Scottish first minister Nicola Sturgeon vowed to maintain pressure on the UK for another referendum on independence and said the standoff with PM Boris Johnson over the issue is just a “phony battle.”
In an interview with Bloomberg Television in Brussels on Monday, she also repeated the possibility of asking the courts to decide whether the Scottish Parliament already has the power to hold a consultative vote. That, though, is not the preferred option, she said.
“The prime minister ultimately cannot deny democracy,” Sturgeon said. “You cannot stand in the way of the right of the people of any country to choose their own future.”
Sturgeon is stepping up calls for Scotland to decide its own path, after the UK finally left the EU on January 31. But Johnson is refusing to sanction a vote, arguing that the 2014 referendum — when Scots voted 55% to 45% to remain in the UK — was a once-in-a-generation event.
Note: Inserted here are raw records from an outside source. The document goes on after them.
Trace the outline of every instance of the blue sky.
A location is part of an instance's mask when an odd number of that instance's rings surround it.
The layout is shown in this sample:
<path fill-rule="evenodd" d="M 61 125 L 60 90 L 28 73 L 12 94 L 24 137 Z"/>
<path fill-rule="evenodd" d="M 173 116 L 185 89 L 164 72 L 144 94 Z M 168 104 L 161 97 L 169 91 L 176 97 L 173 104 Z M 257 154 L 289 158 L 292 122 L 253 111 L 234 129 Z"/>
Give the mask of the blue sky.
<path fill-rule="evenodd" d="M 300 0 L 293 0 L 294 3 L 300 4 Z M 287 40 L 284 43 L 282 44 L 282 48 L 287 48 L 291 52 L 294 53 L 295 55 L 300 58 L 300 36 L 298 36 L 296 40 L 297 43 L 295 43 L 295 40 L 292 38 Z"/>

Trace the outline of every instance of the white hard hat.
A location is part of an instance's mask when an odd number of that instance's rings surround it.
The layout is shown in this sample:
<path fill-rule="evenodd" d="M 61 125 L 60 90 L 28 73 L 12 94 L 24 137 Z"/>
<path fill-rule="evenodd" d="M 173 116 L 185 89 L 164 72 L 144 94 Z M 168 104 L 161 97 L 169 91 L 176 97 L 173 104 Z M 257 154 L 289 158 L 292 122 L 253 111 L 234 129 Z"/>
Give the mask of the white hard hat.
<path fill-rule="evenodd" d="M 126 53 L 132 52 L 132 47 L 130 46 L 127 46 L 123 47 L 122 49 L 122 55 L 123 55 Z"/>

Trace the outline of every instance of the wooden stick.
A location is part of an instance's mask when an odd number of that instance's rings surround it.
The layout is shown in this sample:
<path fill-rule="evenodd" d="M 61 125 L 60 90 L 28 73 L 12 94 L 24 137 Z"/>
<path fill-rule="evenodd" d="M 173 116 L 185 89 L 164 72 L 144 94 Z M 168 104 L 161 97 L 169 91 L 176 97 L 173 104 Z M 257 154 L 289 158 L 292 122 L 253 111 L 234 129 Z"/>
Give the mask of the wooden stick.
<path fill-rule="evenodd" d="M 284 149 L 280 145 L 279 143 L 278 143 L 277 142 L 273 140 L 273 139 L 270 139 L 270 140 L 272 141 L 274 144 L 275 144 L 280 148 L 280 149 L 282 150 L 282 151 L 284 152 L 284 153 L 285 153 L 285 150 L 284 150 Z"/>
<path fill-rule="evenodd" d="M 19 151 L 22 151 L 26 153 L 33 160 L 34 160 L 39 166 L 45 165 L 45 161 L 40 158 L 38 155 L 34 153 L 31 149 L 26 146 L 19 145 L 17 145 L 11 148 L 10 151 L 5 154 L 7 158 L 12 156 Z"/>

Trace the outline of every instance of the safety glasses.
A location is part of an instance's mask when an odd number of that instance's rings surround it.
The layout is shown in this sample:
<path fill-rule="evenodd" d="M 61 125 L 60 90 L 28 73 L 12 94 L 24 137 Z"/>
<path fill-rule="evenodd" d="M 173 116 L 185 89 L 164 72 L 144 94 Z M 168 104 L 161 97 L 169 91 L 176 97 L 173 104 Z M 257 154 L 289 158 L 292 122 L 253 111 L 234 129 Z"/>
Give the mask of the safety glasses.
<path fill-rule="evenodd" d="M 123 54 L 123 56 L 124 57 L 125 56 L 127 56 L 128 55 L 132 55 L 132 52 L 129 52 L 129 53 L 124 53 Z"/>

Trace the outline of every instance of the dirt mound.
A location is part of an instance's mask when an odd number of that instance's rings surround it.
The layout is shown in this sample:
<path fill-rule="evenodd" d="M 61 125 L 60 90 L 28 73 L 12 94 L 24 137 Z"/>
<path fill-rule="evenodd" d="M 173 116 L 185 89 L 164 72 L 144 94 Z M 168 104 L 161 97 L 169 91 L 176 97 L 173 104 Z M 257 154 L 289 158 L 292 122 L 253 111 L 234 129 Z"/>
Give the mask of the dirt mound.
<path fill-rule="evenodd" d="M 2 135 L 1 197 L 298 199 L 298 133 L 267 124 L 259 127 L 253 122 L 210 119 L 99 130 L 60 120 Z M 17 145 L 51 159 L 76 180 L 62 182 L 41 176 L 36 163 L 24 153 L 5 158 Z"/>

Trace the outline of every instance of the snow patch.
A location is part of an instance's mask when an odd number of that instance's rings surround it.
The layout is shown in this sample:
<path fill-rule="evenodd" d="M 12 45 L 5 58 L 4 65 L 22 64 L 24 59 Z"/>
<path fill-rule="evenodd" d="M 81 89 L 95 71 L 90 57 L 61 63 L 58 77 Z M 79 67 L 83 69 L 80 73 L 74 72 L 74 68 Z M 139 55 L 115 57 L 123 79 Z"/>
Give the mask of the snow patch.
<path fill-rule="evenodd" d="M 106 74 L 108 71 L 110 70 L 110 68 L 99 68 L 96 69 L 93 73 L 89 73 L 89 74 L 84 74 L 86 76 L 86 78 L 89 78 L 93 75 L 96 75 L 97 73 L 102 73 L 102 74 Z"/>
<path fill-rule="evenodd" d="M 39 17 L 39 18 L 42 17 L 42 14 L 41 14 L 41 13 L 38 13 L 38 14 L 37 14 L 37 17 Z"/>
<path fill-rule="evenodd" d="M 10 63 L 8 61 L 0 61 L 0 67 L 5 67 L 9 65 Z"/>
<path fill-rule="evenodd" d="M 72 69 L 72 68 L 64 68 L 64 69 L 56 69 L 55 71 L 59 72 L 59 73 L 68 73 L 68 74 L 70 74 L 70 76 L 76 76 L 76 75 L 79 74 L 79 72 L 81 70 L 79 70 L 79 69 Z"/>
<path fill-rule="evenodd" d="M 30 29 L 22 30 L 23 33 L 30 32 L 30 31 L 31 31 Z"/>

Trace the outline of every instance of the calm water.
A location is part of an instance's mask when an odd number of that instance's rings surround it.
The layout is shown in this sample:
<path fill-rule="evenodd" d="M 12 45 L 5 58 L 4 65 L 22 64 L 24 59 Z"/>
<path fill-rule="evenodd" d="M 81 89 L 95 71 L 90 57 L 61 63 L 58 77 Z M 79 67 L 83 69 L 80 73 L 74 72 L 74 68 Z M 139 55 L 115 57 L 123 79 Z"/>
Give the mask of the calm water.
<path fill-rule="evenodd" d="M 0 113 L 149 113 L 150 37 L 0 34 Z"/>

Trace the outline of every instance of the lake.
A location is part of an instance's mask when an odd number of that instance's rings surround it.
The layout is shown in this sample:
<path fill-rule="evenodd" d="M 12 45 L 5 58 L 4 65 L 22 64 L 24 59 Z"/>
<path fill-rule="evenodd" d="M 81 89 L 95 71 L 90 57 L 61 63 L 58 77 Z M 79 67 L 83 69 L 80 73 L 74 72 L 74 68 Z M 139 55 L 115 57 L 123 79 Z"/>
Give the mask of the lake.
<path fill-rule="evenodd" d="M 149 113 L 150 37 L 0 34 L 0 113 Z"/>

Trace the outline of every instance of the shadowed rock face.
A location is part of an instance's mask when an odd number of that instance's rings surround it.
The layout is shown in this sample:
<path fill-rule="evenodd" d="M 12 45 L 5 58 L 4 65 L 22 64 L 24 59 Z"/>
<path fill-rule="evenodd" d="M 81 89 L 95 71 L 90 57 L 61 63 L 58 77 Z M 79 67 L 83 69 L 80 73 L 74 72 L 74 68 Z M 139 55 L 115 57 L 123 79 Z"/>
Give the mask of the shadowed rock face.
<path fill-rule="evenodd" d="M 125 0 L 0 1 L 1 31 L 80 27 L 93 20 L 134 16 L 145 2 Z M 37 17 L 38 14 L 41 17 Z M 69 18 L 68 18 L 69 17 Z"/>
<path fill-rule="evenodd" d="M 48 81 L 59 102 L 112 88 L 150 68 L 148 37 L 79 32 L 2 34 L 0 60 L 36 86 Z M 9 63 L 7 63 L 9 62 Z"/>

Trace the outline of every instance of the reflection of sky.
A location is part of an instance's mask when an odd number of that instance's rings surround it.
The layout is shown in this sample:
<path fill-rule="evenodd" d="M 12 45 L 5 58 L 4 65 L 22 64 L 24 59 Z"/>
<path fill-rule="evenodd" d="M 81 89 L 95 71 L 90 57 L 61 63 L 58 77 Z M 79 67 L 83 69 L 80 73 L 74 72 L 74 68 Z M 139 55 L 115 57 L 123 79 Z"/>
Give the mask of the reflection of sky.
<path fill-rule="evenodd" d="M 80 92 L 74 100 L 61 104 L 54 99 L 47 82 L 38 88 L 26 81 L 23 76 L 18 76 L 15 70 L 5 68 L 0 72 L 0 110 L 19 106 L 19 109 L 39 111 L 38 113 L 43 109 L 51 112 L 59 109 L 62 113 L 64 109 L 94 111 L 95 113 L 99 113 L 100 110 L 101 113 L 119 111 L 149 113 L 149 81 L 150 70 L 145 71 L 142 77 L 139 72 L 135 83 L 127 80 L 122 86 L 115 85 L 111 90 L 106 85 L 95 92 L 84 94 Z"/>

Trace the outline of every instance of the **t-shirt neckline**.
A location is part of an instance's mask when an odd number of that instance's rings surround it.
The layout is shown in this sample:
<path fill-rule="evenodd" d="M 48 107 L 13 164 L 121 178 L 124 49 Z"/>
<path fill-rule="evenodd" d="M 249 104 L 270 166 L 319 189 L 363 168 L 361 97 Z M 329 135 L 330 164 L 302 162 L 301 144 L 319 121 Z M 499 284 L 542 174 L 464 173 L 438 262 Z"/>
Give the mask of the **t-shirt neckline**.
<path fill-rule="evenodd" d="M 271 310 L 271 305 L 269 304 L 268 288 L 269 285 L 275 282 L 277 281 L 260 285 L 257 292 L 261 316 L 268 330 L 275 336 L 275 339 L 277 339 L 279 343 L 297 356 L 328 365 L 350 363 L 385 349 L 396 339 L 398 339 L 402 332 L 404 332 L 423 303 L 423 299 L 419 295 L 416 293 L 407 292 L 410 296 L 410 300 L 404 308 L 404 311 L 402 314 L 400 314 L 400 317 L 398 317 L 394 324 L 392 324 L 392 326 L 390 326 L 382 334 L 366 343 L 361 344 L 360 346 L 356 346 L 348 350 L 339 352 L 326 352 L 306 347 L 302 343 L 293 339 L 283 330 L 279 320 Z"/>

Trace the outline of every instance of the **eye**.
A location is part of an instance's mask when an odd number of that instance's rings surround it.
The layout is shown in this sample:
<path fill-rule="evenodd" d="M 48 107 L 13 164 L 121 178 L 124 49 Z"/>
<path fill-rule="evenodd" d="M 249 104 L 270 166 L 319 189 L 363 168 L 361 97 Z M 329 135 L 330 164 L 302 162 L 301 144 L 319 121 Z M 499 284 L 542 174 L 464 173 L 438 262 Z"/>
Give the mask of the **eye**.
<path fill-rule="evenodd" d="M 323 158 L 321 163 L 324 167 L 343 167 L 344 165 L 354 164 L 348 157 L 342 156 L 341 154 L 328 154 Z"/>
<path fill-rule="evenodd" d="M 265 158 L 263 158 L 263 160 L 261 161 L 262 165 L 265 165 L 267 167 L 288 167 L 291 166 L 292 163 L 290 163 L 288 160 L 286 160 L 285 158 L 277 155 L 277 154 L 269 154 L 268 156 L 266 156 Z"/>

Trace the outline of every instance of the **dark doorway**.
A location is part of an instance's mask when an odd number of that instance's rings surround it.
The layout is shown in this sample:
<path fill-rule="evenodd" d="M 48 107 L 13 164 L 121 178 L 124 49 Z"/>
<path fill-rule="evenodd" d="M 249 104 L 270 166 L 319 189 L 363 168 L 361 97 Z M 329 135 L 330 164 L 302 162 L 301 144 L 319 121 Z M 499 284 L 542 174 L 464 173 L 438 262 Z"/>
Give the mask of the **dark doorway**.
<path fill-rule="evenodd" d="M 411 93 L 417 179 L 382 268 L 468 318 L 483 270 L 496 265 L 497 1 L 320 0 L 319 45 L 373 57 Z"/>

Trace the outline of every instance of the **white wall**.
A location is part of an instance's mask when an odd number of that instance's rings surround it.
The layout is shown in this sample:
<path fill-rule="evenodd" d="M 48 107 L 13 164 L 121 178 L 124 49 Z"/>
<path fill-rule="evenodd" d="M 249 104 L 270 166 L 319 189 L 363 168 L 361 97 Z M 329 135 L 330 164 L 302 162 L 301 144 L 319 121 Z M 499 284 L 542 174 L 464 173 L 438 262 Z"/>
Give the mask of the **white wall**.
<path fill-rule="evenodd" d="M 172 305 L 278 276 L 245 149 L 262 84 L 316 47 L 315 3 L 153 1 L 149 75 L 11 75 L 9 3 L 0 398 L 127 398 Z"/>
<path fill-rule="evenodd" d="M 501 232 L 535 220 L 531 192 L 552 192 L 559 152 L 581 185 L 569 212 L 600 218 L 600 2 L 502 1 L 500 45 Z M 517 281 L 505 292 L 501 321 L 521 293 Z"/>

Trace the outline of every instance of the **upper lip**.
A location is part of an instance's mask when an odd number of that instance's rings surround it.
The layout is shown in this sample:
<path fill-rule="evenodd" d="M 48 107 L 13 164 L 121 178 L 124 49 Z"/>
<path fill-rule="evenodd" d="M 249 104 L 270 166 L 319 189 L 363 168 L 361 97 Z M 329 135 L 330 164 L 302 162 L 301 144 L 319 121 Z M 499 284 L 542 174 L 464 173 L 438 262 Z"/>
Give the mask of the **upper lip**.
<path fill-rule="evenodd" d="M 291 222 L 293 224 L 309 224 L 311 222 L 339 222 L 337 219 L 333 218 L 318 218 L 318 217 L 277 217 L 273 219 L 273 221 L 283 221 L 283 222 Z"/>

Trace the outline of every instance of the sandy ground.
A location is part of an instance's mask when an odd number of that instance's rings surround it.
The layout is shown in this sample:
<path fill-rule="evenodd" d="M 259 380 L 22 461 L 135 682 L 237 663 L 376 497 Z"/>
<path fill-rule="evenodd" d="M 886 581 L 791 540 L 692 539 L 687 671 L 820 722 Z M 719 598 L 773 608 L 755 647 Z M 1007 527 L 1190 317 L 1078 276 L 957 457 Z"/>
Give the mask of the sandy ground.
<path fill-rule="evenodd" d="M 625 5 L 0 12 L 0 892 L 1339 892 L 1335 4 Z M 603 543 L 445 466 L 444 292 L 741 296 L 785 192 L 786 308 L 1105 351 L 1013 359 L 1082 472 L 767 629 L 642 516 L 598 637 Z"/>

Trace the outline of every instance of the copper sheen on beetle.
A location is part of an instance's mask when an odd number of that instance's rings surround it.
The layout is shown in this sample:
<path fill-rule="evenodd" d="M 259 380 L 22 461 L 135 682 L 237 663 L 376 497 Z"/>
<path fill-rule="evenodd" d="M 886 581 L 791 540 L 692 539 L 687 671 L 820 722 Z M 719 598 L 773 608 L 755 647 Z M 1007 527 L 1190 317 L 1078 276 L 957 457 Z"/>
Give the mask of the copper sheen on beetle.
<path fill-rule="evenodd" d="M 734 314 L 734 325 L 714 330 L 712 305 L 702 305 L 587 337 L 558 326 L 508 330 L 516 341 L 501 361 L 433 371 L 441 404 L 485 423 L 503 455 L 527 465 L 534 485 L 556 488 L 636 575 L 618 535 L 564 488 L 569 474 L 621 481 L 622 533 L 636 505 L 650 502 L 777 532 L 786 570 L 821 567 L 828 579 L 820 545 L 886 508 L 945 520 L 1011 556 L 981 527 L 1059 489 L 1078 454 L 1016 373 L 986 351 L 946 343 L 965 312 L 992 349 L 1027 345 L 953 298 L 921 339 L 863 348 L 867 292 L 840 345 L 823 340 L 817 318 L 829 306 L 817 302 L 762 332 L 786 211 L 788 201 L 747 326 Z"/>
Sturgeon says Brexit changes that, especially as Johnson’s government is pursuing a more decisive break from the EU in trade talks this year.
‘Affront to Democracy’
The narrative in Scotland is that the country of 5.4 million people is the last bastion of opposition to Johnson and his version of Brexit.
Sturgeon calls Brexit an “affront to democracy” because Scotland voted overwhelmingly to stay in the EU in 2016.
The British government’s policy “seems to be a choice between a hard Brexit or an even harder Brexit,” Sturgeon said.
“That is not in the interest of the UK or Scotland.”
Sturgeon has been pushing for the UK to allow an independence vote this year.
In reality, she will head into Scottish Parliamentary elections in 2021 with the aim of reinforcing her mandate.
In December’s UK election, which handed Johnson the power to push through Brexit, the SNP won 48 of Scotland’s 59 districts on a platform of demanding a fresh decision on independence.
While two polls this year have shown a wafer-thin majority in favour of independence, most surveys in recent years have shown a fresh vote could go either way.
Ultimately, a second referendum will be “mutually agreed” with the government in Westminster, Sturgeon predicted.
What Scotland can’t risk, Sturgeon said, is to go down the route of Catalonia, which held a vote that was ruled as illegal and not internationally recognised.